Heidegger by then was a venerable old gentleman, and his former brusqueness and severity had mellowed with the years. He would go to a neighbor’s house to watch European Cup matches on television. During the legendary match between Hamburg and Barcelona, he knocked a teacup over in his excitement. The then director of the Freiburg theater met Heidegger on a train one day and tried to conduct a conversation with him on literature and the stage. He did not succeed however, because Heidegger still under the impact of an international soccer match, preferred to talk about Franz Beckenbauer. He was full of admiration for this player’s delicate ball control – and actually tried to demonstrate some of Beckenbauer’s finesses to his astonished interlocutor. He called Beckenbauer an “inspired player” and praised his “invulnerability” in duels on the field.

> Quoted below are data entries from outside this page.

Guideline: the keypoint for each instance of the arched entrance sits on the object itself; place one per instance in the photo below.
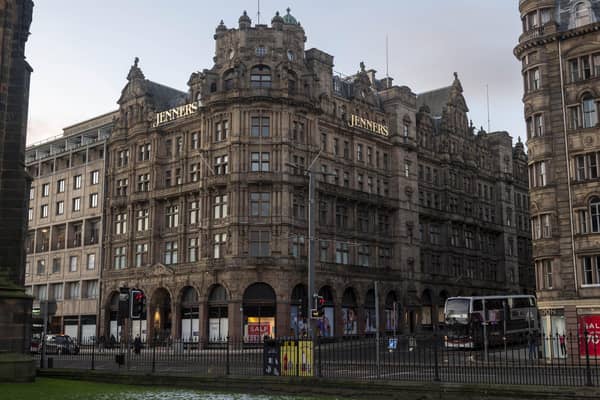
(259, 305)
(392, 313)
(370, 312)
(218, 322)
(161, 318)
(114, 329)
(189, 311)
(426, 308)
(349, 312)
(298, 311)
(326, 327)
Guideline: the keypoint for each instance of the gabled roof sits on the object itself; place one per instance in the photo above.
(436, 100)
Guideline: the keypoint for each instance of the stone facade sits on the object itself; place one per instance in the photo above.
(64, 237)
(561, 64)
(207, 196)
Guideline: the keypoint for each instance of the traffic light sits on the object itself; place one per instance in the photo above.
(317, 312)
(138, 303)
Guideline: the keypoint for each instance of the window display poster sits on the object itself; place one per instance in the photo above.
(350, 321)
(257, 328)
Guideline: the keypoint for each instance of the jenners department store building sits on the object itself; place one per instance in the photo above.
(206, 204)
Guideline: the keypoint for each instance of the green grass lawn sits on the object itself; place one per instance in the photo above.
(57, 389)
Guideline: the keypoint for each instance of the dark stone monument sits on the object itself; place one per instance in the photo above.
(15, 304)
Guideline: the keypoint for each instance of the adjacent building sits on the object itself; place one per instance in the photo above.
(64, 237)
(560, 59)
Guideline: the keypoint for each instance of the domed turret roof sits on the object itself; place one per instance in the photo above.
(245, 18)
(289, 18)
(277, 18)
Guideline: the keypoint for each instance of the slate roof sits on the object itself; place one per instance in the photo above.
(436, 100)
(163, 96)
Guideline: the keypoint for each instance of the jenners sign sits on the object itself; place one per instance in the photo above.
(372, 126)
(175, 113)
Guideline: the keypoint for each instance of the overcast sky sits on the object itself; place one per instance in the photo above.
(81, 51)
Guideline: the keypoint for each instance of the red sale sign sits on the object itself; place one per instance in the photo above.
(591, 325)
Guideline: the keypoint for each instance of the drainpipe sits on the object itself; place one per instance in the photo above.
(566, 139)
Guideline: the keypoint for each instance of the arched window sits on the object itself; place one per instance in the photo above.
(260, 77)
(595, 214)
(582, 15)
(228, 80)
(590, 117)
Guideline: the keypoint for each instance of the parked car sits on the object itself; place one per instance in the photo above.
(61, 344)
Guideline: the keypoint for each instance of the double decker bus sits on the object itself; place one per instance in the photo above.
(508, 318)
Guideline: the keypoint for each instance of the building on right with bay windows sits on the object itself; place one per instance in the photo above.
(560, 58)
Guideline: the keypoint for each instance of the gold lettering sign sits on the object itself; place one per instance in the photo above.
(174, 113)
(371, 126)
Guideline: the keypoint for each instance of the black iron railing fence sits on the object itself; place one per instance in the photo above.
(566, 360)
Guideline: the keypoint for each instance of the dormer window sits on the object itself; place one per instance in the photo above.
(261, 51)
(260, 77)
(582, 15)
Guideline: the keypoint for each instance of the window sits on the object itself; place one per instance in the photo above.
(341, 216)
(144, 152)
(121, 223)
(221, 131)
(582, 15)
(260, 204)
(72, 290)
(341, 253)
(546, 270)
(142, 220)
(194, 172)
(434, 234)
(171, 253)
(194, 212)
(73, 261)
(122, 186)
(41, 267)
(143, 183)
(595, 214)
(141, 254)
(259, 243)
(364, 254)
(323, 251)
(91, 261)
(298, 245)
(60, 207)
(195, 141)
(222, 165)
(220, 240)
(260, 162)
(94, 177)
(260, 127)
(590, 118)
(122, 158)
(192, 249)
(90, 289)
(172, 216)
(94, 200)
(220, 206)
(537, 174)
(260, 76)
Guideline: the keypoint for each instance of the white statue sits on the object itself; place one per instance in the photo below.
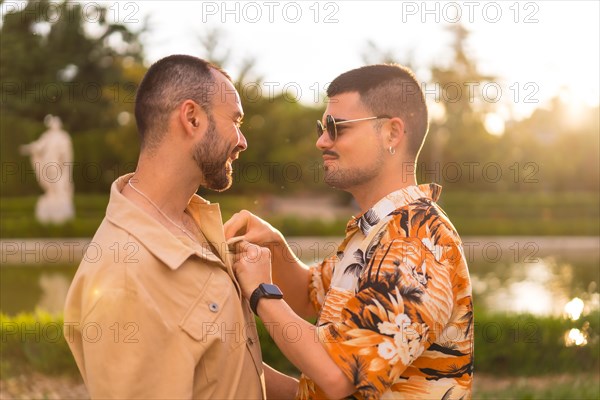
(52, 160)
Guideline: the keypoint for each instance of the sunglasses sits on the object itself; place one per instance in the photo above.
(331, 125)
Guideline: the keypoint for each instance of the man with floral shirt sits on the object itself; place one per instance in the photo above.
(395, 317)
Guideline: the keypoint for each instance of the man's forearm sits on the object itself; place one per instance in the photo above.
(297, 340)
(279, 386)
(293, 277)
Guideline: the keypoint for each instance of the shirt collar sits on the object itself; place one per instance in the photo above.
(391, 202)
(158, 239)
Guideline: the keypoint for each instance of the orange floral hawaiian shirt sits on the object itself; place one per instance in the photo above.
(395, 308)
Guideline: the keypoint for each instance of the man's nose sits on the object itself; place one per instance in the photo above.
(324, 141)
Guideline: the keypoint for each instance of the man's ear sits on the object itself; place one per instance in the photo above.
(192, 118)
(397, 133)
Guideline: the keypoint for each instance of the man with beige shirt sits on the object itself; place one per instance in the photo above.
(154, 310)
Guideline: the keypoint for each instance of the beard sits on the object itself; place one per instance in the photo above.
(212, 157)
(348, 178)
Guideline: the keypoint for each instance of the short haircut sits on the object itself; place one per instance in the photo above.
(389, 90)
(167, 83)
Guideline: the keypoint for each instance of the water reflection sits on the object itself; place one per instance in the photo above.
(545, 288)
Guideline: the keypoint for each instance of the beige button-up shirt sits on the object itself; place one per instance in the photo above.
(153, 315)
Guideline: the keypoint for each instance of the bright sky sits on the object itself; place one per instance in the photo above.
(536, 49)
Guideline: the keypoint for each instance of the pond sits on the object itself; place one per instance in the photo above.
(541, 276)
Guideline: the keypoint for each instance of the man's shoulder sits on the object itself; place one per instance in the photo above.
(423, 219)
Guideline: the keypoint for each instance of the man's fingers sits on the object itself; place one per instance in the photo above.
(237, 225)
(234, 241)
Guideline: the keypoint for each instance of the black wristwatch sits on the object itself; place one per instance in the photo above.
(264, 290)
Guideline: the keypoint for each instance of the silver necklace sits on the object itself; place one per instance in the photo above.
(161, 211)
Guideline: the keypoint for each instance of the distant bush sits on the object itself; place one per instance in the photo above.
(34, 341)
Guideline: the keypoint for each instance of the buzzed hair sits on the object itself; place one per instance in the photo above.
(388, 89)
(167, 83)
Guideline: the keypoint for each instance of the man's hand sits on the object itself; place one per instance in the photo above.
(252, 266)
(252, 229)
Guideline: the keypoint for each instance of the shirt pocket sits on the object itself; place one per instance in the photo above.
(200, 320)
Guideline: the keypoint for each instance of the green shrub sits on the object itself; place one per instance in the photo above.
(34, 341)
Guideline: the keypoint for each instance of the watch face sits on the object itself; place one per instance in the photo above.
(271, 290)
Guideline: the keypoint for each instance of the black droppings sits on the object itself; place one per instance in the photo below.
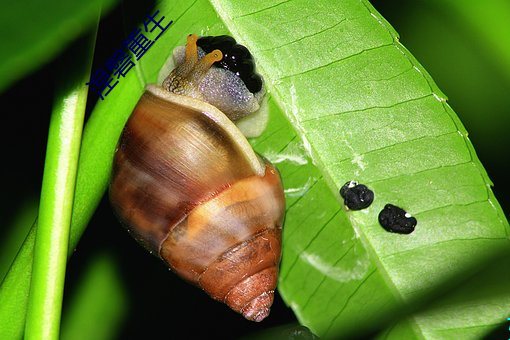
(396, 220)
(356, 196)
(236, 58)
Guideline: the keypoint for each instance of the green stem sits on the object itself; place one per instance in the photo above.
(57, 195)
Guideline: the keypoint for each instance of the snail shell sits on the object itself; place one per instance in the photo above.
(188, 186)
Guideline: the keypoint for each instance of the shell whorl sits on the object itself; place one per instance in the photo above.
(190, 191)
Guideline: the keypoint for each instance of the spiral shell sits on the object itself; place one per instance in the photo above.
(188, 186)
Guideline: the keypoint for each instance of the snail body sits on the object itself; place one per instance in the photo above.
(188, 186)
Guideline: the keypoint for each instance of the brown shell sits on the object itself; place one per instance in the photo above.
(200, 199)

I hope someone reminded Heidegger before his death in 1976 that he had actually played alongside Beckenbauer in one of the greatest matches in history, and that no one could have stopped Socrates that day. An excerpt:

Well here comes the referee, K’ung fu-tsze (Confucius), and his two linesmen, St Augustine and St Thomas Aquinas. [Referee spots the ball and the captains shake hands.] And as the two skippers come together to shake hands, we’re ready for the start of this very exciting final. The referee Mr Confucius checks his sand and… [referee blows his whistle] they’re off! [The Germans immediately turn away from the ball, hands on chins in deep contemplation.] Nietzsche and Hegel there. Karl Jaspers number seven on the outside, Wittgenstein there with him. There’s Beckenbauer. Schelling’s in there, Heidegger covering.

Ah, fame! I reckon there’s a miniscule bestseller waiting to be written on the relationship between football and European philosophy in the twentieth century. You know: all that old logos vs physis stuff, but then with a song or two.